FoundriesFactory Security Summary

A brief summary of the crypto keys used in a Factory can be found in:

• Summary of Crypto Keys Used by FoundriesFactory

Secure Connection to Cloud Services

Your devices communicate with a set of FoundriesFactory cloud services, the central of which is the Device Gateway. The Device Gateway enforces Factory devices establishing the Mutual TLS (mTLS) connection to it. During the TLS Handshake phase in Mutual TLS, both device and cloud service present and verify their TLS certificates.

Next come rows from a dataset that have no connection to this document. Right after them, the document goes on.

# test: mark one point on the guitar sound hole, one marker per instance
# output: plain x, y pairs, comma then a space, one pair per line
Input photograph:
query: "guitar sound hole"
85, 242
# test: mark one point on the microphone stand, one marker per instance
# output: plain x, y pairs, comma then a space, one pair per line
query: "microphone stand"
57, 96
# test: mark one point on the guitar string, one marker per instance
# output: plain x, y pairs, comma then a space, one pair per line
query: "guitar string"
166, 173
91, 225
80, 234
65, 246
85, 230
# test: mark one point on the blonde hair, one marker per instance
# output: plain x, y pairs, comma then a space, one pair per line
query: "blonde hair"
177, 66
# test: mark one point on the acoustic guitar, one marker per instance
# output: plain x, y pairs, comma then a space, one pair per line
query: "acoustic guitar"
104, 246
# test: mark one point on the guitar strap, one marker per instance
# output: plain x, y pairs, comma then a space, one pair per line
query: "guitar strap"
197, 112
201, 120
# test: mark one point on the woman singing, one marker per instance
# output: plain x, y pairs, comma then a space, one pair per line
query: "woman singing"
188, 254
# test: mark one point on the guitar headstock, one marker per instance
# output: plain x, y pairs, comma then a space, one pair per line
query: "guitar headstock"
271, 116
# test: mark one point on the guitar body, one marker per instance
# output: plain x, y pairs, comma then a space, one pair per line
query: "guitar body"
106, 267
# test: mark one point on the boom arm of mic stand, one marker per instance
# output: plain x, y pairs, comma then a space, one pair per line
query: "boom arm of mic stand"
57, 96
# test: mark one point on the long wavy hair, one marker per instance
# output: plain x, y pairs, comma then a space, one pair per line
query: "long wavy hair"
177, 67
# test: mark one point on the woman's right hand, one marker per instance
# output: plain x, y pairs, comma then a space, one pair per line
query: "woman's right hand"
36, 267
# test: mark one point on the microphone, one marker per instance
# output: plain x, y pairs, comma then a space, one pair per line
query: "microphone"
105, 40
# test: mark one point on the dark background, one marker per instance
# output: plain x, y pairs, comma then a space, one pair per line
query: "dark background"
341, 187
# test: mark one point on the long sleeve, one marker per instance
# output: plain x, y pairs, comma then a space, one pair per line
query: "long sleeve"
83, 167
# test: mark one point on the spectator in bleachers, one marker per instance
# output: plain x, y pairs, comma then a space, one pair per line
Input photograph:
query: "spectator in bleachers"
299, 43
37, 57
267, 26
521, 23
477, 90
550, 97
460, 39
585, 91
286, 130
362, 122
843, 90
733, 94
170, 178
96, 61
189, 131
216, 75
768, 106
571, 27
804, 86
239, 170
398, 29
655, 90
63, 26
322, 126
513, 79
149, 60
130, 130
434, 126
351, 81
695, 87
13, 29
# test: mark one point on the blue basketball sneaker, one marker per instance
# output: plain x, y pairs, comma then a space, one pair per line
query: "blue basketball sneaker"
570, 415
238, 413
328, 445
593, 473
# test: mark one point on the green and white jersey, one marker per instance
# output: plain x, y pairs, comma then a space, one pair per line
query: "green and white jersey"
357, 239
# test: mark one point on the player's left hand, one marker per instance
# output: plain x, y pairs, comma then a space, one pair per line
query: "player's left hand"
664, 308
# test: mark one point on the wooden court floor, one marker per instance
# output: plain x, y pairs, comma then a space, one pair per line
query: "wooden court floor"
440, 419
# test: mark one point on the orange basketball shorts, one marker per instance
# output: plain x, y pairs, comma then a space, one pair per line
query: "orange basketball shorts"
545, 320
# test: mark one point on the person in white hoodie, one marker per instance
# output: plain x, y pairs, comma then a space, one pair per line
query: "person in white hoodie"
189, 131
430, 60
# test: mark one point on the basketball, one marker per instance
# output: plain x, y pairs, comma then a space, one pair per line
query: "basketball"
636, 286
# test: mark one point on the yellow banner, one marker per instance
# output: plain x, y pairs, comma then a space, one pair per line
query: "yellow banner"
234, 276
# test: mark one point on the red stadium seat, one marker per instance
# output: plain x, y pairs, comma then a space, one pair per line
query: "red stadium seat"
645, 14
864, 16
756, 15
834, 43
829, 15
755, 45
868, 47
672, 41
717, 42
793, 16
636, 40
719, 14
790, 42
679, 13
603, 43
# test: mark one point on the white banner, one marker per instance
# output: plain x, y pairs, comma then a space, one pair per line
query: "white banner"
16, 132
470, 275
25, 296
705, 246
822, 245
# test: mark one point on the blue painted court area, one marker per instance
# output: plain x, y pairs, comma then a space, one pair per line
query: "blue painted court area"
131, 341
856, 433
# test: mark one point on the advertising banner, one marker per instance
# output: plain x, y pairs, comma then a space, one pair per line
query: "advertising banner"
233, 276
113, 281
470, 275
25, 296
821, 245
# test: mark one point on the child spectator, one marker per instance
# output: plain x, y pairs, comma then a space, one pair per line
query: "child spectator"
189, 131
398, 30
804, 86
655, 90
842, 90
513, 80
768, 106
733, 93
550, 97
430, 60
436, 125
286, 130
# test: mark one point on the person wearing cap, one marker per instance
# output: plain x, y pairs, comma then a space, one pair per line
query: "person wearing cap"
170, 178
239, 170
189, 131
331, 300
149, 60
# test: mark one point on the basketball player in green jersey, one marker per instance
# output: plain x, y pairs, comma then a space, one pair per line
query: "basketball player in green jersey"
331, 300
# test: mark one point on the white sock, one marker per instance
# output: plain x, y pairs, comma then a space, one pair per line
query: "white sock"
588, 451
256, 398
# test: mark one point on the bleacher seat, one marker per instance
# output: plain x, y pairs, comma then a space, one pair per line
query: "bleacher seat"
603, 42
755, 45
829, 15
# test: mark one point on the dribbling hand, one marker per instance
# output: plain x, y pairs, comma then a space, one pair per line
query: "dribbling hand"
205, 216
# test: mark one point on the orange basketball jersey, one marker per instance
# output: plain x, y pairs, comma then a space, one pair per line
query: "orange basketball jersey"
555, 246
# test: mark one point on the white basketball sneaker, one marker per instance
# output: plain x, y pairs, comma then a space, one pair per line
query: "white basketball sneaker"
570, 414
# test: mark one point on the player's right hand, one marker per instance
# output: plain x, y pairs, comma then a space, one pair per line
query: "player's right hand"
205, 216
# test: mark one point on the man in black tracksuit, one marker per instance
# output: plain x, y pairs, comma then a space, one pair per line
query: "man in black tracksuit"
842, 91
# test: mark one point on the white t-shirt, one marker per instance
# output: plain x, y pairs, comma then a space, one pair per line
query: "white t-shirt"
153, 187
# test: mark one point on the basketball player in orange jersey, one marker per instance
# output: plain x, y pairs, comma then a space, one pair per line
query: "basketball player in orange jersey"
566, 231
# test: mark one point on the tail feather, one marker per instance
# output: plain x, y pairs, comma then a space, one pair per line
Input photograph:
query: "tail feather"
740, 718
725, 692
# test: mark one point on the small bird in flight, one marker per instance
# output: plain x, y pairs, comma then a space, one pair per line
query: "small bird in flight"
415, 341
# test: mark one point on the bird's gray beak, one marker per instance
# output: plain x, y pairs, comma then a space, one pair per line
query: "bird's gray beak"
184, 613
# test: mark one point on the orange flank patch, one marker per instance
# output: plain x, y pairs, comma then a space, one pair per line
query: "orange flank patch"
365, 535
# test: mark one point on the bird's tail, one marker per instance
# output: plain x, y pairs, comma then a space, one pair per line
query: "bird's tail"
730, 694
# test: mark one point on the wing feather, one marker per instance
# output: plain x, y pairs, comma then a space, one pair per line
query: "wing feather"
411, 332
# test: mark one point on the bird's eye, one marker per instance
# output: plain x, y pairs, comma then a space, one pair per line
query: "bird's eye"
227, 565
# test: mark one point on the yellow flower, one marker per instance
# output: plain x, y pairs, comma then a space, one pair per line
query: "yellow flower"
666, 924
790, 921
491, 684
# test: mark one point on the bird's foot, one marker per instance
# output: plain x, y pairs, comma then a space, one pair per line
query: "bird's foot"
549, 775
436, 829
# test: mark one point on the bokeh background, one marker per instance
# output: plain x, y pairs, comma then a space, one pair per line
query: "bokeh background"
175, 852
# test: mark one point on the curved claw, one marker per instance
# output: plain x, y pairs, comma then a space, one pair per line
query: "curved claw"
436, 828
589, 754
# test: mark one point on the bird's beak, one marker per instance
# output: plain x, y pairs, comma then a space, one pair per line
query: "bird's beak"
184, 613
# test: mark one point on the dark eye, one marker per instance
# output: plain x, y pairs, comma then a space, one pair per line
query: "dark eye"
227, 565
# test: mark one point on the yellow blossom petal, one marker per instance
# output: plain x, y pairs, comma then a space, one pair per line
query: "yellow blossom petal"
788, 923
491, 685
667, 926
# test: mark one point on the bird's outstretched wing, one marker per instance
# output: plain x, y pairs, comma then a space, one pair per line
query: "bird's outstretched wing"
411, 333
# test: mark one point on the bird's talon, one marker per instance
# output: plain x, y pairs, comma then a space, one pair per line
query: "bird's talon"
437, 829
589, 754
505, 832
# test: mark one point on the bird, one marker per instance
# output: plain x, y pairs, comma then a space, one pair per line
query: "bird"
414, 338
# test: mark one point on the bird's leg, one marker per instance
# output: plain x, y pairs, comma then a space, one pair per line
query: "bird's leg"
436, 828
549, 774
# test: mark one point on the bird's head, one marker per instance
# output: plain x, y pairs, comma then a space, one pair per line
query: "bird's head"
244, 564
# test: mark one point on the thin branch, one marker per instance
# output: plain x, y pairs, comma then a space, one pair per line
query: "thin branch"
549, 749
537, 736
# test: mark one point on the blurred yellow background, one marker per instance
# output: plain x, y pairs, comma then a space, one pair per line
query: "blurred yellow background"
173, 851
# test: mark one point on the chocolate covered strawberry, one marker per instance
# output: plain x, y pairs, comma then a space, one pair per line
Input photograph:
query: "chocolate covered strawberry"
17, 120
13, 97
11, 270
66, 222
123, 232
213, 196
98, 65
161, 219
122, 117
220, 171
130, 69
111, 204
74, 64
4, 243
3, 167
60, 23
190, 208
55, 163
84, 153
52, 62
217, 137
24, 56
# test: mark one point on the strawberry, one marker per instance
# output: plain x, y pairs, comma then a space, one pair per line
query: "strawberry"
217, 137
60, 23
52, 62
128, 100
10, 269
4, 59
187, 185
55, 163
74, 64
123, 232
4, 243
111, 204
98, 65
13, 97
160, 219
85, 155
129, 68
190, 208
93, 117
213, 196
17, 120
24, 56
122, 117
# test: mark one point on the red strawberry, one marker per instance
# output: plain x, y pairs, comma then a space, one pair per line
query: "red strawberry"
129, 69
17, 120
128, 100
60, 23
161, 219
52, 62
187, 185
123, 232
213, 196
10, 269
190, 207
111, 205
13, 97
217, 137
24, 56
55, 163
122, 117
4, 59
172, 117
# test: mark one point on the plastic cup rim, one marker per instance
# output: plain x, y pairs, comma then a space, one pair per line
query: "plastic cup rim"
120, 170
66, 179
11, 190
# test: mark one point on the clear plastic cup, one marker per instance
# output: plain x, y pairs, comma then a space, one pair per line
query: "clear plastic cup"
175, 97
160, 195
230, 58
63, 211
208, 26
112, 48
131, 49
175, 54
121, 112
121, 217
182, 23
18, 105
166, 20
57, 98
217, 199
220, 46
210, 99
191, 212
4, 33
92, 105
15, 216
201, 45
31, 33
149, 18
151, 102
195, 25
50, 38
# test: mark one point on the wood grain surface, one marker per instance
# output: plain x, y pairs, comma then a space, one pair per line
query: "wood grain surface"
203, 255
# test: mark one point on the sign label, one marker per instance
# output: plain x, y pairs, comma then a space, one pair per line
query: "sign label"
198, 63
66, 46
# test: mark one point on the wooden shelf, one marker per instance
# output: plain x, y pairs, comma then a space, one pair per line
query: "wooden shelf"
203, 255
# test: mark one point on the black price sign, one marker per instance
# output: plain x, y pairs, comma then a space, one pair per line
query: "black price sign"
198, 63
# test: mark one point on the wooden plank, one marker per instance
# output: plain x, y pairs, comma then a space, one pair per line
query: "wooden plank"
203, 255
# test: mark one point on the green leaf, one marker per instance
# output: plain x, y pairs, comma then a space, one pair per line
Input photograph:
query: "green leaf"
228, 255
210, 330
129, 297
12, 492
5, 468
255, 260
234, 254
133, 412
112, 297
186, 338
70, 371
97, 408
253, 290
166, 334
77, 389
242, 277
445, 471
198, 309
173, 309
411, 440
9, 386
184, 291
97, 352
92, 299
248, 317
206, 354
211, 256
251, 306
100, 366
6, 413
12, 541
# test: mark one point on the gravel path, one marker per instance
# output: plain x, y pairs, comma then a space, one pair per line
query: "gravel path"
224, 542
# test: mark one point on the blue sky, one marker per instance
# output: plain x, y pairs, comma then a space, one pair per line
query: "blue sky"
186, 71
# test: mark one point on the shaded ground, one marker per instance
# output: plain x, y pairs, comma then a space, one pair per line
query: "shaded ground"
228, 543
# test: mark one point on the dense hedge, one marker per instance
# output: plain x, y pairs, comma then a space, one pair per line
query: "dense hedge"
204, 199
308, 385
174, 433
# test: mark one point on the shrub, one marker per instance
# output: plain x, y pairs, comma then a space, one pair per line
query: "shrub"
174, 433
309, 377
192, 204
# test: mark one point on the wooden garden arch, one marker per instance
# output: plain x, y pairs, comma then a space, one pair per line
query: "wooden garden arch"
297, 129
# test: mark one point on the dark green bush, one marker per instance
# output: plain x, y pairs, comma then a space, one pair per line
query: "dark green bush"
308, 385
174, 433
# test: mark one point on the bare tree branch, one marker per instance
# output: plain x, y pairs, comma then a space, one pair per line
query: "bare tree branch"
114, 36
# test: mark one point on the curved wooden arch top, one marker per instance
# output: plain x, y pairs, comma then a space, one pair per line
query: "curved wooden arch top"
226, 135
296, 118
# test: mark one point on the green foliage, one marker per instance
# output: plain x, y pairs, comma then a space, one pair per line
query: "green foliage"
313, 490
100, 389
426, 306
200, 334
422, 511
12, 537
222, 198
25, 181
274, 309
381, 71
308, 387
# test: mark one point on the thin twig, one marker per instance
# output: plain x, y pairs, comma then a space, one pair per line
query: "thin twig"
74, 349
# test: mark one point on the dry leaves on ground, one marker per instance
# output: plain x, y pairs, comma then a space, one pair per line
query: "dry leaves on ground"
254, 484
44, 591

The Factory owner must take their Factory PKI offline before going to production. We also recommend taking the Device Registration Service under full control. Finally, the Device Networking must be configured properly to connect to cloud services.

• Managing Factory PKI
• Manufacturing Process for Device Registration
• Device Network Access
• Device Certificate Rotation

Secure Boot (Hardware Root of Trust)

FoundriesFactory Secure Boot is a mechanism to force a device to only execute boot software signed by a certain set of keys. The verification process and corresponding security functions are performed by the SoC boot ROM. These are the starting points for building a hardware root of trust.

The SoC hardware security manual should be consulted to identify the supported key types and the signing process. Secure Boot specifics of select hardware platforms are described below.

• Secure Boot on i.MX 6/7/8M Using HABv4
• Secure Boot on i.MX 8/8X Families Using AHAB Including 8QM
• Secure Boot on STM32MP1
• Secure Boot on TI AM62x
• Secure Boot on Zynq UltraScale+ MPSoC
• Unified Extensible Firmware Interface (UEFI) Secure Boot

More information around the Secure Boot aspects supported by LmP can be found in:

• Machines with Secure Aspects Enabled by FoundriesFactory
• Revoke Secure Boot Keys on i.MX
• OP-TEE on the Versal Adaptive Compute Acceleration Platform

See how to implement the Secure Boot Firmware Updates further below.

Secure Online Keys for Boot Stack

FoundriesFactory uses online keys to sign the components from the boot stack during build time. More information on how these keys are used and how to modify them can be found below.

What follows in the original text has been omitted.